The Monday memo is food for thought to fuel your week.
Hi everyone,
I’ve seen this happen more than once: Someone spends years building a company, a town, a community: some meaningful combination of systems, relationships, and energy. Somehow it all works and it all works extremely well. The system has momentum, energy, a rhythm that has developed organically.
The system works so well that the it gets sold, or merged with something bigger, or there’s simply a handoff from one generation to the next.
Whatever the reason, there’s a new generation of leaders. They see inefficiencies and want to optimize, so they start cutting things without understanding how those pieces work together. They don’t realize that they are unhitching the engine from the train.
When you first start losing momentum, it’s almost imperceptible. For a while, the train keeps rolling on the energy it already had. But gradually, it slows down. What took years to build takes only months to lose.
When you come across a problem, especially when you are new to a situation, you have the advantage of bringing fresh eyes; you can see things in new ways, which can lead to dramatic insights and breakthroughs. It can be tempting to see what’s wrong and immediately want to tear the whole thing down, rebuild from zero, and impose your vision on the situation.
But your fresh eyes also come with a blind spot. In addition to the problem, there are also things that are working: some existing momentum you can harness, some center of gravity you can work with instead of against. And the things that are working are often harder to see than the things that are broken.
The current situation of any system — whatever it is — already has some energy and momentum. Your team has existing rhythms. Your creative project has a natural shape it wants to take. Your relationships have patterns of energy that flow between you and others.
In other words you’re never really starting from scratch. You’re starting with what is.
Exercise.
This week, instead of pushing against something that feels stuck or difficult, try working with what’s already there.
Pick one situation where you’ve been pushing for an outcome and feeling resistance. Maybe it’s a conversation that keeps going in circles, a project that feels like you’re swimming against the current, or a habit you’ve been trying to force into your life.
Step back and study the existing forces at play. What’s the natural momentum?
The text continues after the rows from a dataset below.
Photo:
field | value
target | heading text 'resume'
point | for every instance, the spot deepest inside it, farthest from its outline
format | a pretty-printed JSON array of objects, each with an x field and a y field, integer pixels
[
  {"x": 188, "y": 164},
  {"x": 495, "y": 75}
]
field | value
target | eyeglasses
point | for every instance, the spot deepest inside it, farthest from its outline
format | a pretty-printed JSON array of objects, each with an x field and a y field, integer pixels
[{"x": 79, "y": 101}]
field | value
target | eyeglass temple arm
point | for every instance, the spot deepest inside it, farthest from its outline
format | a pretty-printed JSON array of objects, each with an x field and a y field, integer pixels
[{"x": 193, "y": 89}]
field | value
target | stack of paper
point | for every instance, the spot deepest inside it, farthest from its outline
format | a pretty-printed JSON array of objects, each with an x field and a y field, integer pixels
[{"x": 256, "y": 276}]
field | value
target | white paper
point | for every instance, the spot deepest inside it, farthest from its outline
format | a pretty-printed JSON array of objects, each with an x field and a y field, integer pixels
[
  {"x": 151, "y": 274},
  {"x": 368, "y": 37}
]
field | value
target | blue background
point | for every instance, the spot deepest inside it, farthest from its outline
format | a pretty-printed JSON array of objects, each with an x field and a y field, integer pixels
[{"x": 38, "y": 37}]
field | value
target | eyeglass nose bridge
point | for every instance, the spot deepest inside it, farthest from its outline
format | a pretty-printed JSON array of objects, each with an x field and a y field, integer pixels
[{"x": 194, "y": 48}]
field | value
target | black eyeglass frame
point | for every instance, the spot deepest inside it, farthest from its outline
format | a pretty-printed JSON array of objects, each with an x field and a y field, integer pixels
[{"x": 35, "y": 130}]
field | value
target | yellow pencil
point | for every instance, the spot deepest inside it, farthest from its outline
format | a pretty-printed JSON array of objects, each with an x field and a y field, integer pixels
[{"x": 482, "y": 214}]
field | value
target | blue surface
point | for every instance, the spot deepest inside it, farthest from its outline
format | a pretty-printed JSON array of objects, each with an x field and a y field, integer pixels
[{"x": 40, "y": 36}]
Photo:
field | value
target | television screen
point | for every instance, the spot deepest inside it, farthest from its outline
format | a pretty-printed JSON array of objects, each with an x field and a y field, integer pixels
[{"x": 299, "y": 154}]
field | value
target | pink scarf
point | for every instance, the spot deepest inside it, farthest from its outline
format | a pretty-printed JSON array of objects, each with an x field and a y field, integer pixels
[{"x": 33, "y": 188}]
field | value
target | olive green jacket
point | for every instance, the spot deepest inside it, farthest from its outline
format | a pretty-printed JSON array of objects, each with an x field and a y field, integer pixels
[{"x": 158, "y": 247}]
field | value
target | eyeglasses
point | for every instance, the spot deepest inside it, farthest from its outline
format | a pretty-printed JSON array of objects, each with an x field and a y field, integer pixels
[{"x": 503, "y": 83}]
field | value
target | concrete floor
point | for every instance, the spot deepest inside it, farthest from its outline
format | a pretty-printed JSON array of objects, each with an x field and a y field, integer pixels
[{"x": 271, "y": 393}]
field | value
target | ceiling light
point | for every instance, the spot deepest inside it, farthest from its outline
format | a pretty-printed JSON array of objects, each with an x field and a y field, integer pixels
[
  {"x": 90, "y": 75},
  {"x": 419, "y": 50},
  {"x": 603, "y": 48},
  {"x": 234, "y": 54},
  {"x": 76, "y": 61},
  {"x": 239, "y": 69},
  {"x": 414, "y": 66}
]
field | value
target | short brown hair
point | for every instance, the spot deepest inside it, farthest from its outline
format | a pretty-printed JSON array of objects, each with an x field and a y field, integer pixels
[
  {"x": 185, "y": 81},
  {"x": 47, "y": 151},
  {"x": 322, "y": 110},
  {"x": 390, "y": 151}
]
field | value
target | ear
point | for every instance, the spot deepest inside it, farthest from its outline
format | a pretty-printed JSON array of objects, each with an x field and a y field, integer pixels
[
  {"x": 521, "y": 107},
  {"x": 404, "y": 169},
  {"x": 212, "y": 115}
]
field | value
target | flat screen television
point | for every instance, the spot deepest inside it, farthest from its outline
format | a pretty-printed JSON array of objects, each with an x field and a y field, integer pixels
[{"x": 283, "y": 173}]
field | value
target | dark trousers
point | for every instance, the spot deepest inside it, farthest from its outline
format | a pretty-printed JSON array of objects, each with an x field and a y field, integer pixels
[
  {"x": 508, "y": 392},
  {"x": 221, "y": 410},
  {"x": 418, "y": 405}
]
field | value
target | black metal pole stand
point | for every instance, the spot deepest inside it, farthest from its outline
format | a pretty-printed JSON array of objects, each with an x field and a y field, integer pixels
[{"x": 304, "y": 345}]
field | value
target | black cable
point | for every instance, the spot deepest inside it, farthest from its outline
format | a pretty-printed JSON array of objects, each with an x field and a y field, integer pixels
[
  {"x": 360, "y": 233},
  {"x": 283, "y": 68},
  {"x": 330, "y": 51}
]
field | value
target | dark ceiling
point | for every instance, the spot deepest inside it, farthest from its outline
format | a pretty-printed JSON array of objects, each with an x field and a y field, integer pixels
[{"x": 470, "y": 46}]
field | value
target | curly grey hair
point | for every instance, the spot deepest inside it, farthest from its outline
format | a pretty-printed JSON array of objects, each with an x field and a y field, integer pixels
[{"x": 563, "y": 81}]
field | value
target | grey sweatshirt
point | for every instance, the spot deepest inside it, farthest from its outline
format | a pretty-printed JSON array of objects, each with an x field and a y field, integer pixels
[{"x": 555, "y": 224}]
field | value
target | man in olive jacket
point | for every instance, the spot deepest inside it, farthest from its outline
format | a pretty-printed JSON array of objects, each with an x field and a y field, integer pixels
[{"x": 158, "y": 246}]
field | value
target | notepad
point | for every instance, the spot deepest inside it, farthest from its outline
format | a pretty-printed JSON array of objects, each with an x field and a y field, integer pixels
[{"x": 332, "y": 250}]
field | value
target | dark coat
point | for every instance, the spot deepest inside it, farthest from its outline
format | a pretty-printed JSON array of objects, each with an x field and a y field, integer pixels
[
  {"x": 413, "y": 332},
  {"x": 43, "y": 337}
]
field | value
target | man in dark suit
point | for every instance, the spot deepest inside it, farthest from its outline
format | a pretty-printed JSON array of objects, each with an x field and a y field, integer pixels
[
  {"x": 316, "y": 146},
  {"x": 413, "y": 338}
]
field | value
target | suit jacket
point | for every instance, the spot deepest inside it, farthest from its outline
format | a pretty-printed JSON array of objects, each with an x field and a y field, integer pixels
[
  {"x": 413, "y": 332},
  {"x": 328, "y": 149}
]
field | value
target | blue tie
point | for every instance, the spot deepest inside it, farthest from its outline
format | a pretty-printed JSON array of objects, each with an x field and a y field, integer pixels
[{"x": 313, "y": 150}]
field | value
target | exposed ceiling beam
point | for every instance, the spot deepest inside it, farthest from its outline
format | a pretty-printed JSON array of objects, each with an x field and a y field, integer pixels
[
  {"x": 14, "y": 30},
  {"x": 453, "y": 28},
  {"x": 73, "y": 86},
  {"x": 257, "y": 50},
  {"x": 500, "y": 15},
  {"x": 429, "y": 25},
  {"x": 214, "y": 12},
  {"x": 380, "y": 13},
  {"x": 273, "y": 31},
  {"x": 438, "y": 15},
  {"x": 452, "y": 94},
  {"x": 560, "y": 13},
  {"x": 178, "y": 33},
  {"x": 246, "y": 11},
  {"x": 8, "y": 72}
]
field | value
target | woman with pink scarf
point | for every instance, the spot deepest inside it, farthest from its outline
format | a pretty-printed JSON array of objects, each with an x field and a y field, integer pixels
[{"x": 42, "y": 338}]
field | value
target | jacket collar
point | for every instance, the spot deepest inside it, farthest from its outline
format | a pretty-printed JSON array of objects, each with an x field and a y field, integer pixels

Where is there already energy? What wants to happen if you stop pushing so hard? What’s emerging? What is the system trying to become?
Instead of opposing the current, see if you can redirect it. Instead of fighting against the grain, find where the grain naturally wants to split.
You might be surprised how much easier things become when you stop trying to be the bulldozer and start being the river that finds its way around the rock.
See what happens.
Pop-up recap
We had about 20 people show up for our potluck pop-up on Saturday. A few people joined us from out of town. Claire took the train down from Seattle. Brian and Sarah popped in from Olympia. We even had someone pop in who is visiting Portland from Berlin! We opened a portal for members and Lorne was kind enough to beam in from England. It was cool to see you Lorne!